Scoring. Each reached node gets score = max over paths of Π(edge_weight × 0.6 decay) per hop. Edge-kind weights live in constants.IMPACT_EDGE_WEIGHTS (CALLS 1.0, INHERITS/OVERRIDES/IMPLEMENTS 0.9, TESTED_BY 0.7, REFERENCES/DEPENDS_ON 0.6, IMPORTS_FROM 0.5, CONTAINS 0.3; unknown kinds 0.5). Paths whose score falls below IMPACT_SCORE_FLOOR (0.05) stop expanding. Decay and floor are env-overridable (CRG_IMPACT_DEPTH_DECAY, CRG_IMPACT_SCORE_FLOOR). These weights follow the precedent of communities.EDGE_WEIGHTS but model review-risk propagation rather than clustering affinity, so the values intentionally differ.

SQL engine. The recursive CTE carries score, joins a small _impact_weights temp table per hop, and applies the floor in the recursion guard. SQLite cannot aggregate inside the recursive term, so a node may be revisited once per distinct path score; the depth guard + floor bound the expansion and the outer GROUP BY keeps MAX(score). The final select is ORDER BY impact_score DESC before LIMIT, so truncation is best-first. Two related fixes fell out of measuring this on the real graph:

  • Ghost endpoints no longer eat LIMIT slots. Edge endpoints with no nodes row stay in the recursion as traversal bridges but are excluded from the final selection. Before, they consumed up to ~8% of the LIMIT and were then silently dropped by _batch_get_nodes.
  • truncated is now honest under LIMIT saturation. Previously the flag compared post-LIMIT counts and could never fire on the SQL path; it now reports saturation (>= max_nodes, i.e. "there may be more beyond the cutoff").

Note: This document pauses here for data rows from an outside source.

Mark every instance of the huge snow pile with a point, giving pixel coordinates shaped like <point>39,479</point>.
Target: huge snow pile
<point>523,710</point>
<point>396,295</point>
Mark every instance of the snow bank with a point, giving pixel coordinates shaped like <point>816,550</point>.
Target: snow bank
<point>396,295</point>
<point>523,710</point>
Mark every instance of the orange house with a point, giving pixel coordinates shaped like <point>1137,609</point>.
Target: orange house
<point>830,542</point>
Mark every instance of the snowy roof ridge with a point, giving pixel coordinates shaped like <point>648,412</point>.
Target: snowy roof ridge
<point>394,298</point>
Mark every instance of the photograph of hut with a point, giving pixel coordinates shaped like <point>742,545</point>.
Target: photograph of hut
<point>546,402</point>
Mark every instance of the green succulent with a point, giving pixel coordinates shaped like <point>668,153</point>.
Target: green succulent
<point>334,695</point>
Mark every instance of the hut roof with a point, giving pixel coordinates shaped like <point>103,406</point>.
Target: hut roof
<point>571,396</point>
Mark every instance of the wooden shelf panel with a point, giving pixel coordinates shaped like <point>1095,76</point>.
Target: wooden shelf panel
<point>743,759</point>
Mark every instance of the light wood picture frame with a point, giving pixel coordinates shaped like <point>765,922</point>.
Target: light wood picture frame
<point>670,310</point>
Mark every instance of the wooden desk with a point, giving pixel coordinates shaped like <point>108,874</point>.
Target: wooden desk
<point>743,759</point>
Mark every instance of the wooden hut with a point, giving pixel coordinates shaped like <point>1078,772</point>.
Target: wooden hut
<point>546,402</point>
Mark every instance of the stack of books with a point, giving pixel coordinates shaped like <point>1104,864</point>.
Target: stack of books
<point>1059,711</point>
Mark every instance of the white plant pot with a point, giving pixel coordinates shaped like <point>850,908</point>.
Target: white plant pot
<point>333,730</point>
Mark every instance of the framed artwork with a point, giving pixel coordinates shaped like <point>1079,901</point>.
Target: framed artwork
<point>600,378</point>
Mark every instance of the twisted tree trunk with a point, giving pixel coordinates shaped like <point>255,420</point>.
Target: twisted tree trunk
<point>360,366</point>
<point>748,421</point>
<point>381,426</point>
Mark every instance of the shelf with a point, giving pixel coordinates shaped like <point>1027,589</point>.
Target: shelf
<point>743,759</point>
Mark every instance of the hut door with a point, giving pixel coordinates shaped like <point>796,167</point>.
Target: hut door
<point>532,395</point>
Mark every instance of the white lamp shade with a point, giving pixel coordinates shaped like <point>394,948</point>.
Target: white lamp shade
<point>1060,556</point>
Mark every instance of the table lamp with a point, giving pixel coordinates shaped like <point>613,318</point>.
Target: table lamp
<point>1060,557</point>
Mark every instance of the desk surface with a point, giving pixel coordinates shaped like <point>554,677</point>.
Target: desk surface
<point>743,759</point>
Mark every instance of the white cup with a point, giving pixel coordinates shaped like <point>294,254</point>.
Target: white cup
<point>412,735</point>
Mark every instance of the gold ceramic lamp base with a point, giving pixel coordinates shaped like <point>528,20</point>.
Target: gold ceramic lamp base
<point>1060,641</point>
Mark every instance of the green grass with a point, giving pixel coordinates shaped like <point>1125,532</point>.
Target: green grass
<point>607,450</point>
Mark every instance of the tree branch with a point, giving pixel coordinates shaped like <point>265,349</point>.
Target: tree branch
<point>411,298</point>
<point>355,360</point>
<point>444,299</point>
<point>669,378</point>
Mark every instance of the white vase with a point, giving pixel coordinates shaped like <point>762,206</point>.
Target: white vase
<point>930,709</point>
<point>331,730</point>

NetworkX engine (legacy, CRG_BFS_ENGINE=networkx). Implements the same scoring with better-path revisits — a node re-enters the frontier when a better-scoring path reaches it, because a deep CALLS chain can outscore a shallow CONTAINS hop. _build_networkx_graph now keeps the strongest kind when collapsing parallel edges between the same pair (DiGraph holds one edge per pair; previously "last row wins" arbitrarily). The only other consumer of that graph, betweenness centrality in analysis.py, ignores kind entirely. On the production graph both engines return identical node sets and identical scores (max diff 0.0).

Surface (additive). The store result gains impact_scores (qualified_name → best-path score); impacted_nodes come back best-first; the get_impact_radius tool attaches impact_score to each node dict, and minimal-detail key_entities become the top-scored nodes instead of the first five in scan order. No existing keys change shape.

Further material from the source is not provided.